U.N. Secretary-General Antonio Guterres renewed his appeal Thursday for a humanitarian cease-fire before a “gigantic tragedy” develops in the southern Gaza city of Rafah, where Israel’s military is reported to be planning to expand its offensive.
“Looking into the situation in Rafah, where you have now more than half the population of Gaza that were pushed there — they didn’t go because they wanted to, they were pushed there,” Guterres told reporters.
“Looking at that situation, it is time to have a humanitarian cease-fire before a gigantic tragedy develops in Gaza — if we have the same kind of intensity of military operations in Gaza as we’ve seen in Khan Younis and other parts of Gaza’s territory.”
More than half of Gaza’s population of 2.2 million people have crammed into the city along the border with Egypt in search of safety, despite some Israeli strikes there.
At the White House, National Security Council spokesperson John Kirby said the Biden administration has not seen any convincing signs that Israel is about to conduct imminent military operations in Rafah.
But on Wednesday, Israeli Prime Minister Benjamin Netanyahu appeared to signal an operation, saying at a news conference that his government had “instructed the IDF [Israel Defense Forces] to operate also in Rafah,” as it is one of the “two last strongholds of Hamas” — Khan Younis being the other.
Some in Israel have suggested that Egypt should open its border to admit fleeing Gazans, an idea Guterres rejected.
“I think that we should push to avoid a tragedy, instead of pushing for things to facilitate a tragedy,” he said.
The U.N. chief also questioned the force Israel’s military is using in Gaza, noting that Israeli leaders have said they are fighting Hamas and not the Palestinian people.
“If that is the case, I can’t understand how this is conducted in such a way that has led in Gaza to reportedly around 28,000 people killed, to 75% of the population displaced, and to a level of destruction of entire neighborhoods at the level that it has happened,” he said.
“I think that there is something wrong in the way the military operations have been conducted.”
Israel launched its air, ground and sea invasion of Gaza after Hamas fighters infiltrated the country on October 7, killing 1,200 people and taking another 240 hostage. In late November, about 100 hostages were released during a brief humanitarian pause.
Netanyahu said on Wednesday that his military is “on our way to an absolute victory” and needs only months to finish the job of eliminating Hamas.
No replacement for UNRWA
The U.N. agency that assists Palestinian refugees, UNRWA, has come under intense scrutiny and criticism in recent weeks, since Israel accused a dozen staffers of participating in the October 7 terror attacks. At least 16 countries, including top donor the United States, have suspended their funding to the agency.
Guterres and UNRWA Commissioner General Philippe Lazzarini acted immediately upon receiving information from Israel and fired nine of the accused. Another staffer was confirmed dead, and officials are clarifying the identity of two others. An internal U.N. investigation has begun, as well as an independent review of the agency’s operations.

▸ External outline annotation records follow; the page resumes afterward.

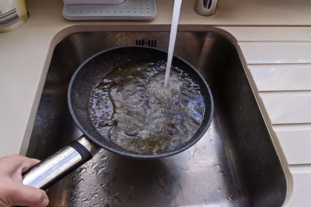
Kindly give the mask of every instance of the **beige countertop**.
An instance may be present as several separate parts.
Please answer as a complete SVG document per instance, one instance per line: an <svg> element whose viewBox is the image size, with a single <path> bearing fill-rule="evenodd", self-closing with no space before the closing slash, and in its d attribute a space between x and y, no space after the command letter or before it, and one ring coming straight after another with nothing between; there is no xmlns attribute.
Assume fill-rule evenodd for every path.
<svg viewBox="0 0 311 207"><path fill-rule="evenodd" d="M184 0L179 30L221 30L231 37L287 175L285 205L308 206L311 1L221 0L209 17L194 12L194 1ZM79 31L169 31L173 2L157 0L157 16L150 21L70 21L62 16L60 0L26 1L28 21L0 34L0 156L25 154L51 55L60 39Z"/></svg>

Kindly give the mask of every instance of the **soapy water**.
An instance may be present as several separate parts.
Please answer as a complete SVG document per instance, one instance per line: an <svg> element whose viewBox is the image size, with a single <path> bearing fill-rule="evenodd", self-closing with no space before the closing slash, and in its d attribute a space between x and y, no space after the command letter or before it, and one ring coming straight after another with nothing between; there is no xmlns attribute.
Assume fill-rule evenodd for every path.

At Wednesday’s news conference, Netanyahu called for UNRWA to be dismantled.
Guterres said UNRWA is critical and irreplaceable.

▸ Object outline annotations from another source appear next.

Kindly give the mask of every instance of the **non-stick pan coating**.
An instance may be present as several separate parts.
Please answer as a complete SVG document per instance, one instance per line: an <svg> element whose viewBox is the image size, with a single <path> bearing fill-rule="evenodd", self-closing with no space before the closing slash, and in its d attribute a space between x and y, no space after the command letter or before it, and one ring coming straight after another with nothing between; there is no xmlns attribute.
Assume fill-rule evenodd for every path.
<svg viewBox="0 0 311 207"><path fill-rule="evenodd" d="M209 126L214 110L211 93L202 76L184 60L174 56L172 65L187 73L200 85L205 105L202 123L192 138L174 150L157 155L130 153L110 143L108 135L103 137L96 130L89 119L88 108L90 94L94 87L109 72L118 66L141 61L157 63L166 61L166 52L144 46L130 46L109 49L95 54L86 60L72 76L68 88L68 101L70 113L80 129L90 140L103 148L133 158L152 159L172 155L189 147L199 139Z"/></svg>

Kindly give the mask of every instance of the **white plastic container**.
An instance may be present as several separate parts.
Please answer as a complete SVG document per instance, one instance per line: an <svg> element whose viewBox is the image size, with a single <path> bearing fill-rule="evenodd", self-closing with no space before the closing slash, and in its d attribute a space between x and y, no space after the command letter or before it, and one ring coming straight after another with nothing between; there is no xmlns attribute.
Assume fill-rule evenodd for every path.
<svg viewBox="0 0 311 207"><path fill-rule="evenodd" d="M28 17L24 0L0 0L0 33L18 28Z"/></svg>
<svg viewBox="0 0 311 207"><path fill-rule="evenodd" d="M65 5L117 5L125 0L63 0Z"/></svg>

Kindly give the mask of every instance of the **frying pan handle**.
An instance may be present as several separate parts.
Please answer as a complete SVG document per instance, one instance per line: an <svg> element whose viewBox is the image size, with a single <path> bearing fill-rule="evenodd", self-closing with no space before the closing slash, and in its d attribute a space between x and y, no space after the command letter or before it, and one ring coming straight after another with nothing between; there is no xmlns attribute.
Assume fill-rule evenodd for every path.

“There is no other organization that has a presence in Gaza that is capable of being able to respond to the needs,” he said.

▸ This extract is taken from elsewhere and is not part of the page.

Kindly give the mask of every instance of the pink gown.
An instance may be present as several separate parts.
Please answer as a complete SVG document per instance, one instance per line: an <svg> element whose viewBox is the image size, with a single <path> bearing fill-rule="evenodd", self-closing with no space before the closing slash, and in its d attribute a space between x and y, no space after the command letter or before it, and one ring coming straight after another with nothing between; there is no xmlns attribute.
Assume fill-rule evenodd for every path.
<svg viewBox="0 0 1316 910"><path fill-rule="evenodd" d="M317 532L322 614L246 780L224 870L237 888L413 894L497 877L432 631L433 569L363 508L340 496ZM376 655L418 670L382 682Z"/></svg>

There have been several media reports of a “dossier” containing evidence about the 12 UNRWA staff implicated in the October 7 attacks, but the U.N. says it has not seen it, nor has it received anything in writing from the Israeli government about the allegations, which it said, nonetheless, are credible.
Guterres said he terminated the contracts of the individuals before an internal investigation, in the “best interests” of the United Nations.
“We couldn’t run the risk not to act immediately as the accusations were related to criminal activities that are really dangerous,” he told reporters.
The secretary-general said he was surprised to read press reports that Israel’s military and Foreign Ministry were not willing to share the dossier with the United Nations.
“And even worse, I read in the press that the Ministry of Foreign Affairs didn’t expect me to act,” Guterres said. “I can’t imagine that this was a trap.”
He said if Israel presents him with any further credible allegations about Hamas infiltration at any level of the United Nations, he will act on it immediately.
Israeli officials have been unrelenting in their criticism of the United Nations and Guterres since the war began. Israel’s U.N. ambassador has repeatedly called for his resignation.
But Guterres, a longtime politician and a former prime minister of Portugal, has appeared unmoved by the barrage of criticism. He has repeatedly called for an immediate humanitarian cease-fire, the release of all hostages and for both sides to abide by international law.